Lo sport è molto bello per queste cose. Ora ci è andata male, ma prima abbiamo fatto benissimo, vincendo tutto. Basta capire che questo è sport e che anche gli altri lavorano bene e duro per cercare la vittoria. A volte va bene e a volte no...Tutte e due sono grandi sorprese, ma ripeto che lo sport è bellissimo proprio per queste cose. Devi giocare per vincere, ma sapendo che puoi anche perdere.
Velasco ha seminato molto bene in Italia. Tra i tuoi ex giocatori tanti sono diventati allenatori. Carlos Chilavert è il CT del Paraguay. Felice Mastropierro allena il Tolone nella serie A francese. Cristian Busato ha guidato la sorprendente Poggibonsese alla finale dei playoff di serie B contro l'Arzignano di un altro tuo ex giocatore, il grande Marcio. Allenano anche Vassallo, Visconti, Andrejic, Fiori. Mentre Pablo Ranieri e Pippo Quattrini, sono allenatori–giocatori. Bearzi sta iniziando. Ti aspettavi di vederli tutti seduti in panchina? 
Non riesco ad immaginare Busato allenatore, mi manca soltanto di vedere il mitico Bearzi. Comunque, per piacere, qualcuno deve convincere il guerriero della Cinquina di smettere. Per favore Pippo, lascia tranquilli gli arbitri e vai in panchina!!!! A parte gli scherzi, sono orgoglioso di questo. Continuo ad avere rapporti con alcuni di questi ragazzi che hai nominato. Anche fuori dall'Italia ci sono allenatori che hanno giocato con me: Andrea Cristoforetti ha datto una mano alla nazionale del Sudafrica e Deco Vicentini sta allenando in Brasile. Mi sembra una cosa normale, è gente che ha il futsal dentro. Spero soltanto che i ricordi che hanno degli anni passati insieme siano positivi.
Cinque anni della tua vita passati a Prato. Resta la squadra che hai allenato per più tempo. Cosa ti è rimasto di quella esperienza? 
Tante cose, non solo una. É difficile per me trasmettere quello che ho visuto a Prato. Credo che con quella squadra abbiamo sconvolto tutto il movimiento italiano del futsal.

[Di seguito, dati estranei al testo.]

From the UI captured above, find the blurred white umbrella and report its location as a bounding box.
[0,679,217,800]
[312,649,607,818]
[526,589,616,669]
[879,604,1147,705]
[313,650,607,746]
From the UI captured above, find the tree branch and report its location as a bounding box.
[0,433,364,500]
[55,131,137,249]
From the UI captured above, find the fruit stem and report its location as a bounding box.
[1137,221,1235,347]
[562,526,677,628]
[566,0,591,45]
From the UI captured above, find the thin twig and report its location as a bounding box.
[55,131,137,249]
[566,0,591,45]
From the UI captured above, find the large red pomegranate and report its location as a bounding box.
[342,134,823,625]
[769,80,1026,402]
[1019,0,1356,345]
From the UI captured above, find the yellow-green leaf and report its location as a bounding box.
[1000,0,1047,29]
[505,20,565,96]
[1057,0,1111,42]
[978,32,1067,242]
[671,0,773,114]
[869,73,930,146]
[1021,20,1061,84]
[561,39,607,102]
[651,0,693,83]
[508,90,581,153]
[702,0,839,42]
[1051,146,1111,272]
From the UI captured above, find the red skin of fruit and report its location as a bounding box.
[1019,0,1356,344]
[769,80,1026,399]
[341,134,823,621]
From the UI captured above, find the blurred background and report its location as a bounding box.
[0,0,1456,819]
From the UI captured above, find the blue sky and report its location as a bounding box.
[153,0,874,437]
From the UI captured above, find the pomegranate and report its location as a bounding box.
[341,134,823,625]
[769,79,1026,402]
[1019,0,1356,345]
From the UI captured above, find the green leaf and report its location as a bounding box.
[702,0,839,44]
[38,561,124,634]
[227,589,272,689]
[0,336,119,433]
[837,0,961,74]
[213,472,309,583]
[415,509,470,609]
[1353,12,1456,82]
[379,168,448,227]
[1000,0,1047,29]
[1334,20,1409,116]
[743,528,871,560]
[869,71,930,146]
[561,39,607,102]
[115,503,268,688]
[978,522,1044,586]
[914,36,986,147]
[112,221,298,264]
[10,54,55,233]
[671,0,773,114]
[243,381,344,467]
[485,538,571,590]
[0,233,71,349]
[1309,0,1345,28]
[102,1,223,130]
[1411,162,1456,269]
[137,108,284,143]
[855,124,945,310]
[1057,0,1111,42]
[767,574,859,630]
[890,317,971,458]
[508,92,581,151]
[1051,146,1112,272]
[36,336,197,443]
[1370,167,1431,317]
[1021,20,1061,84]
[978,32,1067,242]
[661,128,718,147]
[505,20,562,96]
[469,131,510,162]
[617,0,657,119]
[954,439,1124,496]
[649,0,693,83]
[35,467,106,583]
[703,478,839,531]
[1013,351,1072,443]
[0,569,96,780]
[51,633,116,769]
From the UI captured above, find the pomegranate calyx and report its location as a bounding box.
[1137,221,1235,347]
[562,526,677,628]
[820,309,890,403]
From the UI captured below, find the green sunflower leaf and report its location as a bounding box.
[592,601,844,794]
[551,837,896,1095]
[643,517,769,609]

Purtroppo é finita quella esperienza magnifica, ma credo che tutti quanti che abbiamo fatto parte del mitico Prato siamo cresciuti come persone e, sul piano professionale, come sportivi .
C'è un episodio particolare che ti torna in mente di quegli anni?

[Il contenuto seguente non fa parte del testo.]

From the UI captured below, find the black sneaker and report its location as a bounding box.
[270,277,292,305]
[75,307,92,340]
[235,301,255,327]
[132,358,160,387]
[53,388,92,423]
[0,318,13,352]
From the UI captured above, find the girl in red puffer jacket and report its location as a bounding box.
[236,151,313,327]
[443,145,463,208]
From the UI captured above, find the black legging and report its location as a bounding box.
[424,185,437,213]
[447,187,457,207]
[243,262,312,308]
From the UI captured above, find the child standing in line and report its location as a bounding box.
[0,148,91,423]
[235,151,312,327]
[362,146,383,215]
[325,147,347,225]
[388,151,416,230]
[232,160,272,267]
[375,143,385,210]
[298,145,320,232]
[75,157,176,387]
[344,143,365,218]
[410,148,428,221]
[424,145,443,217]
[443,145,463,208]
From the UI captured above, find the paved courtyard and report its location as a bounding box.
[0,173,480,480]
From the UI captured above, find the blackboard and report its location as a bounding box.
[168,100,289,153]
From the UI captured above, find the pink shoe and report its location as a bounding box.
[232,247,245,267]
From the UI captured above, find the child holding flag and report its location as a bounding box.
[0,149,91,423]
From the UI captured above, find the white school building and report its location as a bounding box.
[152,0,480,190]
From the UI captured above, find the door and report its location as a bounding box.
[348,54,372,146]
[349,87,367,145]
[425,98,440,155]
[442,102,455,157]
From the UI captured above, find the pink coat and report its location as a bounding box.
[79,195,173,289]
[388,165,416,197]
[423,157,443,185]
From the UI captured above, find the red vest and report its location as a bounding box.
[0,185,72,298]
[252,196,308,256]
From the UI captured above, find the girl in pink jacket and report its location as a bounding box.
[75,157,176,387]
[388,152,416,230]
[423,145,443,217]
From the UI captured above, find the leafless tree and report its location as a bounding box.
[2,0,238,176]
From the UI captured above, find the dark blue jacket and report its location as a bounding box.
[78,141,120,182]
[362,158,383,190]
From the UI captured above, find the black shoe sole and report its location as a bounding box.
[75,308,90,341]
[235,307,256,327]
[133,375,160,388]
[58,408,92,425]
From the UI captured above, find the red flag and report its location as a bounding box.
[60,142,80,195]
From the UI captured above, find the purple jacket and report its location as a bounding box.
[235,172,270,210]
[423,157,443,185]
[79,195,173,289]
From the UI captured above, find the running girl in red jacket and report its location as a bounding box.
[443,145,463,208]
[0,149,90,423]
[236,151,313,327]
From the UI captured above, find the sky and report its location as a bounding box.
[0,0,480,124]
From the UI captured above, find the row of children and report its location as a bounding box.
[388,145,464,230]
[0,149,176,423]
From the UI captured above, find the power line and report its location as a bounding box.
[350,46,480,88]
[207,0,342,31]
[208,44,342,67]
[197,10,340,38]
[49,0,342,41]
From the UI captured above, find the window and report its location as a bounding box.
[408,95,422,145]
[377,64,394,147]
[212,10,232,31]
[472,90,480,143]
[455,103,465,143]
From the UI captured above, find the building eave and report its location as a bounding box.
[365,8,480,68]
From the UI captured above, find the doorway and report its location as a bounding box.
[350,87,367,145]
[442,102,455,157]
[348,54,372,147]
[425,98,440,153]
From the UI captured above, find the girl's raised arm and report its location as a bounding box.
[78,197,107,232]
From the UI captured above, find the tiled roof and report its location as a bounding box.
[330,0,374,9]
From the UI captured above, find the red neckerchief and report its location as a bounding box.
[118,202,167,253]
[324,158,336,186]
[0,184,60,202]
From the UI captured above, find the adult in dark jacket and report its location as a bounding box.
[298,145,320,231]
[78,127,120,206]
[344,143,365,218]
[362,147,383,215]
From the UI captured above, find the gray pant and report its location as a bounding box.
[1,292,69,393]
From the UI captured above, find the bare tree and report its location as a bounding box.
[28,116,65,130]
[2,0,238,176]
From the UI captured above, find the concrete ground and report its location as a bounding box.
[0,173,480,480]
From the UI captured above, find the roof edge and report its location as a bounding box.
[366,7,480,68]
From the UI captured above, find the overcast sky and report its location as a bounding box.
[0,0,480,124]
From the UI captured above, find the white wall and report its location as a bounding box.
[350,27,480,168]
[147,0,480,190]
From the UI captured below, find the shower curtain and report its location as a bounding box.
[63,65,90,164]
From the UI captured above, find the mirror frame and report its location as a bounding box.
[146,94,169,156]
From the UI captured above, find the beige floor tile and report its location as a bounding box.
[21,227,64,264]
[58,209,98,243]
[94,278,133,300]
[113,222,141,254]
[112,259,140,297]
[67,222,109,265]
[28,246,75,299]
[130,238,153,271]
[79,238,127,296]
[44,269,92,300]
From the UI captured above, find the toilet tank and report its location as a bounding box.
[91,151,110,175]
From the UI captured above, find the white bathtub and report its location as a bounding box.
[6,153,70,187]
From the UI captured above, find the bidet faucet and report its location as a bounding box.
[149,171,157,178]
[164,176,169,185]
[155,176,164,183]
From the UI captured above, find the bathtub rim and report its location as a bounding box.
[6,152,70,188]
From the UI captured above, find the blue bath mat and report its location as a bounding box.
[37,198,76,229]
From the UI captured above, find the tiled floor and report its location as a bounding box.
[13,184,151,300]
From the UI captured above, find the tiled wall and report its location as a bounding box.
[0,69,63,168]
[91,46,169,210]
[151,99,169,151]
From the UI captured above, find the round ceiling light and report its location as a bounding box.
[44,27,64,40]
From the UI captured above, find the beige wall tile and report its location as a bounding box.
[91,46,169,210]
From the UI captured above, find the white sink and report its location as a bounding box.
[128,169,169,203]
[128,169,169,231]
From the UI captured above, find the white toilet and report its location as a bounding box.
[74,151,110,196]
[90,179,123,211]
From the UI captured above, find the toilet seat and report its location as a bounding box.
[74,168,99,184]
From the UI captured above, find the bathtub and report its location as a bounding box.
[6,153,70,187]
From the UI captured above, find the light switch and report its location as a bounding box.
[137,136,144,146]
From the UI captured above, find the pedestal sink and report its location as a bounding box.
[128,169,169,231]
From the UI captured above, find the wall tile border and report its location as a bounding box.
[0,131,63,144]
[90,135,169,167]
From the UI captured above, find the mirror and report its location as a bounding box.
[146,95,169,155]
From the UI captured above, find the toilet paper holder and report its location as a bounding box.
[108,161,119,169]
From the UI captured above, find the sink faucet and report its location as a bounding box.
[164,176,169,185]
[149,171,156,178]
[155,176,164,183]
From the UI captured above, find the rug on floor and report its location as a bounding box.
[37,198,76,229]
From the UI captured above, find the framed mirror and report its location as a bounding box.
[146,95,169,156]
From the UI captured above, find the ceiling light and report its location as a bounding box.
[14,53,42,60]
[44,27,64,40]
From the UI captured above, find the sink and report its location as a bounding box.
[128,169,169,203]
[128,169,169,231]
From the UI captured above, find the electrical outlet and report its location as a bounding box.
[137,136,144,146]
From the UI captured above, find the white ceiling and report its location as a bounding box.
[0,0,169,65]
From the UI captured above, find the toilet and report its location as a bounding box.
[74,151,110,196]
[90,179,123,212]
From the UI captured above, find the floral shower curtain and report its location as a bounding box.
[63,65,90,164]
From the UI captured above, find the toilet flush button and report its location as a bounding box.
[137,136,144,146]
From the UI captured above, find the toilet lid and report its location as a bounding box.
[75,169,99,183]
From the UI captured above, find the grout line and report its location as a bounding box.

Dal punto di vista professionale senza dubbio il Golden Gol di Bearzi il 9 aprile del 2002, che ci ha datto il primo titolo a Prato, la Coppa Italia di quell'anno. Per quanto riguarda l'aspetto personale il momento che, insieme a mia moglie Elena e a Michele Scapicchio, che ci accompagnava in ospedale, ho capito che sarei diventato padre dei miei gemelli.
Michele Scapicchio...un ricordo per chi non c'è più. Otto anni fa moriva, improvvisamente.
Un grande amico e una grande perdita per chiunque ha avuto la fortuna di conoscerlo. Quell'episodio che ho raccontato prima mi accompagnerà per sempre. Vorrei anche ricordare un altro grande che non c'è più, Salvatore Ticli, con cui ho lavorato alla Luparense nel 2007.